3D Printed Rigid Heddle Loom

I made a loom, and wove a scarf!

3D printed rigid heddle loom

I’ve always love the prettiness and feel of fancy dyed yarns, but have never been too tempted to dive down that rabbit hole since I really don’t enjoy knitting or crocheting. Recently I’ve been seeing weaving pop up around instagram (check out @jaceynotjc), and then talked to someone about it at Maker Faire in New York City last month, and I think I might be jumping on the yarn bandwagon.

Rigid Heddle Loom Scarf

I found a few 3D printed loom designs around the internet, and decided to go with this one from thingiverse. It’s not exactly what I think I’m looking for, but it seems to work well and now I actually have an idea of how rigid heddle looms work. It includes an 8 dent reed, which can be put together in 4″ sections (the design images include 4, which is what I chose to use, for a 16″ heddle). It took about $40 in supplies (about $20 of filament for the 3D printed parts and $20 in the wooden dowels and screws to hold everything together). The thingiverse info for this print doesn’t have much information for construction, but it’s relatively straight forward from the photos shown. If you want to build one from this file, the most useful info I have would be my dowel rod cutting dimensions. The design is somewhat modular so there is a degree of flexibility, but this is what I used: long dowels were cut to 26″ (7/8″ rods), the dowels for winding the front and end edges of the warp were 16 7/8″ (also 7/8″ rods), the two dowels through the heddle were 16″ and 16 1/2″ (7/16″ rods), and the tension dowels were 18 1/8″ (1/2″ rods).

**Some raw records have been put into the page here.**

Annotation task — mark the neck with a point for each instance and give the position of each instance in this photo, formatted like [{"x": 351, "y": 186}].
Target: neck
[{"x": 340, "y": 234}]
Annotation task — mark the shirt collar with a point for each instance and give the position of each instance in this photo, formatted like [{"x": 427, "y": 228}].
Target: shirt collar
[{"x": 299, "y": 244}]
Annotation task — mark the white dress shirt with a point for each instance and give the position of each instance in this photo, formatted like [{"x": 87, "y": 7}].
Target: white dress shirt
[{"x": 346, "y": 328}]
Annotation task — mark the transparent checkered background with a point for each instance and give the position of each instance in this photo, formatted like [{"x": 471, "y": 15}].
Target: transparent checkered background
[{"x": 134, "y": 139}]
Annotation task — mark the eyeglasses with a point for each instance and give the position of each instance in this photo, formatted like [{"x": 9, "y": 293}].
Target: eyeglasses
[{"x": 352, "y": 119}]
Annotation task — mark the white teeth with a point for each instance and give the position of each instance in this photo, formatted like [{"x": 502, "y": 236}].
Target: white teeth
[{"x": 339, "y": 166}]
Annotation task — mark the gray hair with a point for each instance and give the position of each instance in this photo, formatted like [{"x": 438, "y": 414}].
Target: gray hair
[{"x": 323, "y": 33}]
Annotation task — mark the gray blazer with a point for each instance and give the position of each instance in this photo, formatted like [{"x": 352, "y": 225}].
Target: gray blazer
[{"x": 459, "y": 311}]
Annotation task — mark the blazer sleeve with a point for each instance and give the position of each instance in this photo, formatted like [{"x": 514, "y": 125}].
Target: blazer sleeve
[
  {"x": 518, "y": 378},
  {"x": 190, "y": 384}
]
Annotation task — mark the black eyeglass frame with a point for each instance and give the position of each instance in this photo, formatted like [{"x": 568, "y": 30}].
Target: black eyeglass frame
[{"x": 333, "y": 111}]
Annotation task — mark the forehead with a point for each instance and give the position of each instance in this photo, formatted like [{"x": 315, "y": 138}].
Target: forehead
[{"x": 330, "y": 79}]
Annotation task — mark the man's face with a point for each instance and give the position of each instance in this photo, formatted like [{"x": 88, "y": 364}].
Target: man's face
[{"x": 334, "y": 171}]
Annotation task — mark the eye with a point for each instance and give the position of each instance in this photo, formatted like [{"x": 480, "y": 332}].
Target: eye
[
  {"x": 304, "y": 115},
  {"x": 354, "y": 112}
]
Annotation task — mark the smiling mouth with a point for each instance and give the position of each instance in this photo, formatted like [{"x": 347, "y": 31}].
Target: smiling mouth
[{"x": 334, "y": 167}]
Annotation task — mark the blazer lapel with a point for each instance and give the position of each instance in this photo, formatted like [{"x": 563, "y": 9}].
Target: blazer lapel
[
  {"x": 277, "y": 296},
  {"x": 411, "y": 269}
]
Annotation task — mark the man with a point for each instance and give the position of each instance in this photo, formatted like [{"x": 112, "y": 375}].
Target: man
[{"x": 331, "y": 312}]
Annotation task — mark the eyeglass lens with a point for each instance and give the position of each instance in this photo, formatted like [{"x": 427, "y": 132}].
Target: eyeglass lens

You also need short bits of 7/8″ rods to connect the winding rods to the braces. If I’d known how long they would be in advance and planned more efficiently, I could have gotten away with (3) 8′ lengths of 7/8″ dowel rods, (1) 8′ length of 1/2″ dowel rod, and (1) 8′ length of 7/16″ dowels. You also need about 60 of the #6 x 1/2″ wood screws.

3D printed loom

I printed everything with 3 perimeters, 2 solid layers on top and bottom, and 30% triangular infull. I had no problems with these settings in terms of tension or strength during warping or weaving. My printer is set up such that I get quite good dimensional accuracy. but I had a really tough time getting the dowels through my printed parts, and the pins for the brakes were never going to fit in their holes so I slimmed down the posts in blender. My opinion after having a chance to play with it are that many of the support structures would be just as easy, and much quicker, to create by drilling holes through wood than by printing them. I’m hoping to find time to work out a design somewhere between this one and some others I’ve seen online that comes together a little more easily and for less money – but need to find a chunk of time to work on it.

Woven Scarf

As far as the scarf, I used some basic yarn from a big box craft store and sort of just warped up what seemed like a reasonable amount – the finished scarf is 12″ x 48″. I used this video for instructions on how to warp, and ended up 3D printing a little hook shape that I drew up (something like a flat crochet hook) for pulling the yarn through the reeds. I used one of the extra dowel pieces and some scrap wood with a hole drilled in it as a warping post. I made shuttles out of cut up cereal boxes, but will probably get around to printing some sturdier ones before my next scarf. The scarf itself came together remarkably quickly – I made it in a day, during which I had plenty of other errands – so probably only about 4-6 hours of weaving (which is faster than I think I could ever knit anything!)

Wool Spinning

At Maker Faire, I also was taught how to spin yarn and sent home with my own spindle and chunk of roving, so now I’ve got that to play with as well. Maybe at some point I’ll get enough spun and plyed that I can make weave with my own yarn!